When she neared him, Roddy hooked her closer with an arm to the small of her back, went to kiss her, missed her cheek, got her ear instead. Leigha scratched at it as she climbed up onto her bar stool; his five o’ clock shadow had irritated her skin.

‘You look great!’ It was Roddy’s standard greeting and Leigha inclined her head in mute recognition of the compliment.

‘Thank you for the wine, is it a chardonnay?’ she asked, reaching for the glass.

‘Yes, I remembered you prefer drier wines.’ He looked across at her, eager for approval. Like a dog waiting for a pat on the head.

‘Did you have a good day?’

‘Well, seeing you has made it.’ He punctuated the cheesy line with an equally cheesy smile, twisting to take his jacket off and hang it off the back support of the stool, then pulling his tie loose and unbuttoning the top of his shirt, as if he could relax now Leigha had arrived. His adam’s apple bobbed as he took a drink from his stout, drawing her attention to the blonde curl of chest hair hinted at by the now open V of his shirt, the broadness of his chest and shoulders below. He was a fine looking man. She felt agreeably dark and elfin opposite him, perched high with her legs wrapped around the silver poles of the barstool. She took a deep mouthful of wine to match him, felt her worries ease off.

‘Roddy, what are you doing Easter weekend?’

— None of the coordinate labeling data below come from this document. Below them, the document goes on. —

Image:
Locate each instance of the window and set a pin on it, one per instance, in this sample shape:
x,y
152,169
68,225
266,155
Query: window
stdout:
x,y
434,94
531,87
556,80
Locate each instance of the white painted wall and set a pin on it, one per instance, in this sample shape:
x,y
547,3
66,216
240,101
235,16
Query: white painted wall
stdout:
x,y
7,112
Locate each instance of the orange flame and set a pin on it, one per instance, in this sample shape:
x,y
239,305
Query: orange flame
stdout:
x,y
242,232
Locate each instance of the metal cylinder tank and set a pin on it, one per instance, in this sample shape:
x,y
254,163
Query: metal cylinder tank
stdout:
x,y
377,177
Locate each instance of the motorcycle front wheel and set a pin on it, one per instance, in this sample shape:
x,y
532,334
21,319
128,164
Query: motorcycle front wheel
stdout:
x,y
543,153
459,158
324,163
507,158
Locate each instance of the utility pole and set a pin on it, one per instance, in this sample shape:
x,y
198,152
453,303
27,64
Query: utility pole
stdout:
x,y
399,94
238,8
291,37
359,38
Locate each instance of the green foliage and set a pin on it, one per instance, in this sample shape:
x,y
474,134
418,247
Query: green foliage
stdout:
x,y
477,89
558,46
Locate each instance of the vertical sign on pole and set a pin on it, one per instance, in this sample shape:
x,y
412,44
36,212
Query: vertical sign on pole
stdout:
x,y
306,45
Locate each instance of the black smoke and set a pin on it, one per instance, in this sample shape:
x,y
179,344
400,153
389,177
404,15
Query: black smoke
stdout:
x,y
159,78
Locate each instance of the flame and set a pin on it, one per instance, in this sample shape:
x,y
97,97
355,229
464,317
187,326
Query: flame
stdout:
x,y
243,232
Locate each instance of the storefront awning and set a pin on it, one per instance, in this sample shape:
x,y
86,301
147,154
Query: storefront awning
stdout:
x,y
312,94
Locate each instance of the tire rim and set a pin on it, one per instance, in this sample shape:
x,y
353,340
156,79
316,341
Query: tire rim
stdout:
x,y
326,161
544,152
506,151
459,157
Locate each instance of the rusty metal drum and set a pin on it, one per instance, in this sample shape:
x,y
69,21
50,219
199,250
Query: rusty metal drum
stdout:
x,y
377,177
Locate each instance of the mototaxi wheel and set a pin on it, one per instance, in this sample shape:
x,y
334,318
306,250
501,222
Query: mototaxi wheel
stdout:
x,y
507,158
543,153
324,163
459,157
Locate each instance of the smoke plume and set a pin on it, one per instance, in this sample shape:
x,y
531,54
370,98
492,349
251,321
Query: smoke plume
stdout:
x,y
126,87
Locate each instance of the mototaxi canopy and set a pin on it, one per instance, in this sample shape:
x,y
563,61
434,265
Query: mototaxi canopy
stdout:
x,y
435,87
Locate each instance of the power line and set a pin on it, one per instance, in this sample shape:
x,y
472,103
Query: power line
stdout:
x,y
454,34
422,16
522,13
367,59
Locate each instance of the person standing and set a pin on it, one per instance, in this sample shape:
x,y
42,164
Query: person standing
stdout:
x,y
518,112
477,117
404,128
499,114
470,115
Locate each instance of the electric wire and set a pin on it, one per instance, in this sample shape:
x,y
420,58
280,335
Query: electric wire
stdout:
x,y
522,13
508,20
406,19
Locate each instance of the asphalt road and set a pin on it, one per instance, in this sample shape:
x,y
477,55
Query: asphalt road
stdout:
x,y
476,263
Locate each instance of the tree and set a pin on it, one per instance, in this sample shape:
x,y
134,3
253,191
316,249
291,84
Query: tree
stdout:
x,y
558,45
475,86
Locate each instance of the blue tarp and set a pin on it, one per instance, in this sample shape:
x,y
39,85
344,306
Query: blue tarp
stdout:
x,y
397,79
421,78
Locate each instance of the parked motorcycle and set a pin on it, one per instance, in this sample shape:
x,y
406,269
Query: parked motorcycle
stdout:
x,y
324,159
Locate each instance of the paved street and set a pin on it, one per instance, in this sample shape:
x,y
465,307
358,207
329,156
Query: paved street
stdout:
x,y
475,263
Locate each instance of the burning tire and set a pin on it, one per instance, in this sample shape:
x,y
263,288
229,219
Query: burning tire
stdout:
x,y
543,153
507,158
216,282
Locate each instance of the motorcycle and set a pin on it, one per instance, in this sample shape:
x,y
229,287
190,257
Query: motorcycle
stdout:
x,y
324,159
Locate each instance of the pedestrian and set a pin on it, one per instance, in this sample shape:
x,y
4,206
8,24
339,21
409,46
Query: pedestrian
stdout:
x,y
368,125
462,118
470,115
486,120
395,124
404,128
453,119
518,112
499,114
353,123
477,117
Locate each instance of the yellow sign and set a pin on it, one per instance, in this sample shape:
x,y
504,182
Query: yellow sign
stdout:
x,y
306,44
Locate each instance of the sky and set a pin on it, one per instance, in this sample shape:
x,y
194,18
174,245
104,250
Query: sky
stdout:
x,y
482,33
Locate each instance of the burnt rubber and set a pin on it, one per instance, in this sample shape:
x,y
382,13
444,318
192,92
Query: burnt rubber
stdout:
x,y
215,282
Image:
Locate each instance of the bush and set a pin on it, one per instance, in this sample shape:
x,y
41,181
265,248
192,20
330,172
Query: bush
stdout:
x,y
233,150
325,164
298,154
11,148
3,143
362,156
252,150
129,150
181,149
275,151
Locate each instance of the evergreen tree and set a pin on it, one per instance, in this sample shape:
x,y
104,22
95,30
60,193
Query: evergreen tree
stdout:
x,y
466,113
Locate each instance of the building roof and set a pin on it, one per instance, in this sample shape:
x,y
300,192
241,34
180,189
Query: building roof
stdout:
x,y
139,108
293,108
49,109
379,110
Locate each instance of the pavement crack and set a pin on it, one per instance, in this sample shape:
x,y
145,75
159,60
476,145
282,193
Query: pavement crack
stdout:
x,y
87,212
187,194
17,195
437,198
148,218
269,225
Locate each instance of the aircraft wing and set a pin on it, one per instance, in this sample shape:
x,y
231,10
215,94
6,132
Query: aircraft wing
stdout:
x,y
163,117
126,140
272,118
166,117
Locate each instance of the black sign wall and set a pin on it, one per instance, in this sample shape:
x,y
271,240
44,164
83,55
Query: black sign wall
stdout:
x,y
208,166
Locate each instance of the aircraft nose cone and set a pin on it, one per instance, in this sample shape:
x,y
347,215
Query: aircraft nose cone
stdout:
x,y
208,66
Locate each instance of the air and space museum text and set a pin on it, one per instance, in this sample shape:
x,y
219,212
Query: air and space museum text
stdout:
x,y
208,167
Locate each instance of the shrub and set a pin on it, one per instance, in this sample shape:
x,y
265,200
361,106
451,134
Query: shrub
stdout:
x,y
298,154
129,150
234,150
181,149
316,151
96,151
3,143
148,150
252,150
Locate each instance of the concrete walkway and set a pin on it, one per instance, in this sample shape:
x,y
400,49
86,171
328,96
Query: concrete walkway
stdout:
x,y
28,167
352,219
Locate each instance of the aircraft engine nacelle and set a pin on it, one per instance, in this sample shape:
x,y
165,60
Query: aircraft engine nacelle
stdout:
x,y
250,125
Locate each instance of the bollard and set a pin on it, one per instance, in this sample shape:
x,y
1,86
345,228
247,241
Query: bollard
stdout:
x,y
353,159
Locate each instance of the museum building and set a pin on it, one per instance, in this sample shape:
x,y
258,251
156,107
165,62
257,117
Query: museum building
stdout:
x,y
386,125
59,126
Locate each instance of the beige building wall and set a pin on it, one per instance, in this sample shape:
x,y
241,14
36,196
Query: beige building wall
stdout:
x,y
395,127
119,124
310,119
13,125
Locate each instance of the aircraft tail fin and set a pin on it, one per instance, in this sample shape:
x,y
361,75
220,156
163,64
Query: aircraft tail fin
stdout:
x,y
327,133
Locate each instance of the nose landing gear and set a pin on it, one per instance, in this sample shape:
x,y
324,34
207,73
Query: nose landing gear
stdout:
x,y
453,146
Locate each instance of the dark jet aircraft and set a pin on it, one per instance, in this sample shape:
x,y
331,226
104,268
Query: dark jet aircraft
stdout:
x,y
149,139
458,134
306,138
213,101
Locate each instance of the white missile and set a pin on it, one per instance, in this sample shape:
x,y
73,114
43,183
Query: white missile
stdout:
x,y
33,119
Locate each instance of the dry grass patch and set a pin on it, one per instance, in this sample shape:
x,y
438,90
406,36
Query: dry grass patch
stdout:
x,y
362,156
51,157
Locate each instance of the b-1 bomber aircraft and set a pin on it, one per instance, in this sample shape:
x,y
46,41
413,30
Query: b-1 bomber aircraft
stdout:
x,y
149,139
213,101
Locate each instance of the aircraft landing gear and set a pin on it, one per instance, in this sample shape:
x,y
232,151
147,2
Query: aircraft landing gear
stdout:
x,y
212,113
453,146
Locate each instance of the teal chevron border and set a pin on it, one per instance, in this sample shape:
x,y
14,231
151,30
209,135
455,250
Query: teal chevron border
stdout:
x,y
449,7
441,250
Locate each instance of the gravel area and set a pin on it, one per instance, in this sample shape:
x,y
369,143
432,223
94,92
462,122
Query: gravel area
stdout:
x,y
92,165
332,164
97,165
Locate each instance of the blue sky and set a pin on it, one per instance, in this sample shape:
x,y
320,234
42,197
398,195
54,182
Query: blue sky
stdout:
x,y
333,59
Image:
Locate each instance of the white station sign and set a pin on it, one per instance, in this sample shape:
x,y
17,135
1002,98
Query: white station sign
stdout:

‘Er…’ Roddy consulted his phone calendar with a swift movement of his thumb. ‘The whole weekend? Got drinks on the Good Friday. Why, I could cancel if you want to go away somewhere, together?’ Leigha took another mouthful of wine, held it there for a moment to feel it cold against her teeth, sharp against her tongue.

‘No, just the Saturday, really. Wedding. My old uni housemate.’

‘Oh.’ Roddy put his phone back into his trouser pocket. ‘So, you’re looking for a plus one then?’

‘Well, yes. I’m a bridesmaid though, so I’m afraid there might be points where you’ll have to, you know, fend for yourself…’

‘A bridesmaid!’ Roddy wiggled his eyebrows suggestively. ‘Hot!’

‘Hmmm, well I wouldn’t count on me looking too hot. I’ve heard rumours of yellow dresses,’ she dropped her voice conspiratorially. Roddy laughed.

‘As long as you contravene tradition and please don’t shag the Best Man!’

Leigha immediately flushed the colour of her wine. ‘That’s unlikely,’ she answered, reaching down to fiddle inside her handbag in a fraught attempt to distract from the bile her tone had just exposed. She grabbed randomly at her lipgloss. ‘Besides…’ She paused as she pouted her lips and reapplied, ‘that’s meant to be the Maid of Honour.’

‘You’re not the Maid of Honour then?’

Leigha slipped the lipgloss wand back into the tube and closed it with a firm turn. ‘Nope.’

‘Ah, who is, bride’s sister?’

Leigha shook her head, kept her eyes to her hands as she placed the lipgloss tube back into her handbag with exaggerated care. ‘Someone else from Uni.’

‘Oh, well it sounds like fun. Of course I’ll go with you.’

Leigha hung her handbag back on the hook under the table. ‘Great. Thanks. It’s just a little way out of town, so I’ll drive. It’s on my old University campus, actually.’

‘Oh that’s even better. Get to see your old haunts and meet your old friends all in one day. Can’t wait!’